It will interest you to know that not many people understand escrow’s meaning. The Balance describes escrow services as a kind of arrangement in which you use a neutral third party who is neither the buyer nor the seller to hold something of value. This thing could be money, deed, or some other valuable instruments.
You see, this third party is referred to as the escrow and they are usually neutral and disinterested in the transaction. What the escrow basically does in a transaction is to ensure no one (either buyer or seller) fail in sticking to their end of the bargain.
You’re probably wondering how this works. So, let’s shed more light on it. In every buying and selling transaction, both parties agree to do certain things. The buyer agrees to pay a particular amount at a particular time while the seller provides the “asset” or “service” being sold. As simple as it seems, not every transaction happens that way and some are somehow complicated.

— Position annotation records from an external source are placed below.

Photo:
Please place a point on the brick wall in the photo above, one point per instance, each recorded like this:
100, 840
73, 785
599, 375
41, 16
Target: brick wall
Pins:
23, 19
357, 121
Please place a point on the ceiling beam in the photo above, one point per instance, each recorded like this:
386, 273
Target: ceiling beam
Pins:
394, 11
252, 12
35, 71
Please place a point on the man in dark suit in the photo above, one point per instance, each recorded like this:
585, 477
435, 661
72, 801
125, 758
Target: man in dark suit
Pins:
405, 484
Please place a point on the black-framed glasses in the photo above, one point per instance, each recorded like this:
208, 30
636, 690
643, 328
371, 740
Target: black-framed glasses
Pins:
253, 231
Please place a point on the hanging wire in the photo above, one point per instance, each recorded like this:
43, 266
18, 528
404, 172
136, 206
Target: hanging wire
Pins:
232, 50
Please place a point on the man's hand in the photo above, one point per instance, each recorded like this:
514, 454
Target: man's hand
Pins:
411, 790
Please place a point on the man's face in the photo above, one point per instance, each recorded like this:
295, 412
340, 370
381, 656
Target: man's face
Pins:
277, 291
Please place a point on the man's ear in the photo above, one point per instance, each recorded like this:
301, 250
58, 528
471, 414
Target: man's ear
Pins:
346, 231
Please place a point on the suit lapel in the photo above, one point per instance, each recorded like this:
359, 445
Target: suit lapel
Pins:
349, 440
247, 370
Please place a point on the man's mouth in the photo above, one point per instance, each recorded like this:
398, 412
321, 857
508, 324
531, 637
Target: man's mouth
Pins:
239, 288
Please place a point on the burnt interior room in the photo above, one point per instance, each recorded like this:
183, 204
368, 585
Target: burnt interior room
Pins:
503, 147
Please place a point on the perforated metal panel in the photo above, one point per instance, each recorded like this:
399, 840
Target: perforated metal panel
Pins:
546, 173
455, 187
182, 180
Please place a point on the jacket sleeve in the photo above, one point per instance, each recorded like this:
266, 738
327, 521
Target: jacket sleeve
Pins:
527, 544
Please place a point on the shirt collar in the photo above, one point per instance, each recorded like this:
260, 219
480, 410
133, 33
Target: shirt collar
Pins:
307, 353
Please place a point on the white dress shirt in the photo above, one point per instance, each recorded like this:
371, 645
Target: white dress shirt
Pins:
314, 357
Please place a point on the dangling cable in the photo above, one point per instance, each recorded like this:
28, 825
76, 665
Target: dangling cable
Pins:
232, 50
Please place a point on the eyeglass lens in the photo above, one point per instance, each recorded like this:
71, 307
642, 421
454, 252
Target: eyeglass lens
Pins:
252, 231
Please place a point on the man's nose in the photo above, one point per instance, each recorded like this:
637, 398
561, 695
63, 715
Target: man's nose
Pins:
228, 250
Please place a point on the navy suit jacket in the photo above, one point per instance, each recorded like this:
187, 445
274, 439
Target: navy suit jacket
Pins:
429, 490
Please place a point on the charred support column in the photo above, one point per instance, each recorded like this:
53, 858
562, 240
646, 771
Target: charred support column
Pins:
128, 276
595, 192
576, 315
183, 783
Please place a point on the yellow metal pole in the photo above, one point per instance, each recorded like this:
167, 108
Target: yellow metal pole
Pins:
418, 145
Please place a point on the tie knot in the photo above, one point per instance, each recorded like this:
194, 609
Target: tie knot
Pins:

In many instances, the buying party might want to inspect the goods or property before paying. The seller, on the other hand, will also want assurance that he or she would get paid the due amount. It could also be that the item being sold is a service instead of a physical product. In cases like these, both parties will have to arrive at an agreement. To reduce inherent risk and enhance safety, an escrow company, therefore, acts as the “referee” between both parties.
Escrow services are then like a middleman who acts to safeguard assets which could be money or other things, to enhance safety and ensure both sides meet up their expectations. Provided the transaction goes as agreed upon, the escrow provider then disburses the funds, document, or instrument according to the agreed terms.